CVE-2026-50143 has a CVSS score of 8.1 (High). This score reflects the worst-case severity of the vulnerability, not your specific exposure. Whether it represents real risk in your environment depends on whether the vulnerable code is present and reachable.
@apify/actors-mcp-server (npm) versions < 0.10.11 is affected.
Yes. CVE-2026-50143 is fixed in 0.10.11. Upgrade to this version or later.

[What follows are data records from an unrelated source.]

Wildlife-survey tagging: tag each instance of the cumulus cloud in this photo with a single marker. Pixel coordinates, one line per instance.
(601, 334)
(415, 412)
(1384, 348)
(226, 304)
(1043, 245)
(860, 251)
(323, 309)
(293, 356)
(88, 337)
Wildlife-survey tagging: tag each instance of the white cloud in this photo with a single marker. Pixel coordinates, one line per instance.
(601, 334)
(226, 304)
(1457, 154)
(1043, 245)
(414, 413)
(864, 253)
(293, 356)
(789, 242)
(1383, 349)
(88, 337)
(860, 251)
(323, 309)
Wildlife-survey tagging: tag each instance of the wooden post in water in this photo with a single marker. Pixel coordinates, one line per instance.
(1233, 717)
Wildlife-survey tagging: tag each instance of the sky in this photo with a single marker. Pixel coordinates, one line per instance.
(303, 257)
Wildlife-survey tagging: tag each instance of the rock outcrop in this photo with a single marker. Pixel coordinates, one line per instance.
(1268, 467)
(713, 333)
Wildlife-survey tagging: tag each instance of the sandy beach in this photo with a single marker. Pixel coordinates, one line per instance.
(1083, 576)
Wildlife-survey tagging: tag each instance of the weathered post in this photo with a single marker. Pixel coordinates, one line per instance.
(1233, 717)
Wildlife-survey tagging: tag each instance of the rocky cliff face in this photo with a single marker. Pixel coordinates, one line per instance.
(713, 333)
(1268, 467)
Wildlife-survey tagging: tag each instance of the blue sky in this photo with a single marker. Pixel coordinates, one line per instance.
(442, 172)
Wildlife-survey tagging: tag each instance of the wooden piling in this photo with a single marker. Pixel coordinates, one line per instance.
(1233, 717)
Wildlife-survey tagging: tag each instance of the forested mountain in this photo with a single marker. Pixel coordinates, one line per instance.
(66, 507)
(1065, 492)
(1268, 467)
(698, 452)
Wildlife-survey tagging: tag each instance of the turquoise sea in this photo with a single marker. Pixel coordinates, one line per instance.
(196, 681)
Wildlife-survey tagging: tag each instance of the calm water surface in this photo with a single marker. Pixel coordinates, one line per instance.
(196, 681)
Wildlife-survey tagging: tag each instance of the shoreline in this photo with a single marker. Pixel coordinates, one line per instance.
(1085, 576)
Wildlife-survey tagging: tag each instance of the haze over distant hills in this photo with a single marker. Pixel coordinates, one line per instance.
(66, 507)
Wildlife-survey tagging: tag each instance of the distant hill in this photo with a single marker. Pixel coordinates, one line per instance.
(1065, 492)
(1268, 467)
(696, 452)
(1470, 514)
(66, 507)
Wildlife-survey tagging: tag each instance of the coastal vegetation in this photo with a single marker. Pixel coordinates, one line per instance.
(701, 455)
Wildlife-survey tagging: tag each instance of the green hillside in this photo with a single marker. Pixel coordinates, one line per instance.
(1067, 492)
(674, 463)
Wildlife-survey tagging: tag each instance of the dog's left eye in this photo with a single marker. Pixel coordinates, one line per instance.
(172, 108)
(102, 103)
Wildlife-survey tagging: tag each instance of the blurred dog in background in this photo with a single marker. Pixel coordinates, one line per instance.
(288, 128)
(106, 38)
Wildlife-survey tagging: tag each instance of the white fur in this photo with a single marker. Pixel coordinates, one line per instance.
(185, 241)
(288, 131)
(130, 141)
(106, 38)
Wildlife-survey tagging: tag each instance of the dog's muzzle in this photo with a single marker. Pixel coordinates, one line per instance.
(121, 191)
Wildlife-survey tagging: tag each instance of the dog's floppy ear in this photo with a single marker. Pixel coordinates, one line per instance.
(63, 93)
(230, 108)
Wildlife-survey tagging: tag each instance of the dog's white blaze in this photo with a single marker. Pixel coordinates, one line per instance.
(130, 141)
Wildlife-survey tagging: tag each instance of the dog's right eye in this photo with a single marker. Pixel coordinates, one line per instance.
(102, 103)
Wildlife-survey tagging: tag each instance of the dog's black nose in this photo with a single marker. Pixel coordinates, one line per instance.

Whether CVE-2026-50143 is exploitable in your environment depends on whether the vulnerable code is present and reachable. A CVSS score is a worst-case rating; it does not account for your specific deployment, configuration, or usage patterns. Kodem, an Intelligent Application Security platform, uses runtime intelligence to show which vulnerabilities actually execute in production, so you can focus on the ones that represent real risk. Get a demo
Exploitability and impact are not fixed properties of a CVE. They depend on runtime truth: whether the vulnerable code is present, reachable, and actually executes in your application. A high CVSS score on a dependency that never runs is not the same as real risk. Kodem, an Intelligent Application Security platform, uses runtime intelligence to reveal which vulnerabilities actually execute in production, so teams prioritize the ones that genuinely matter.
Upgrade @apify/actors-mcp-server to 0.10.11 or later.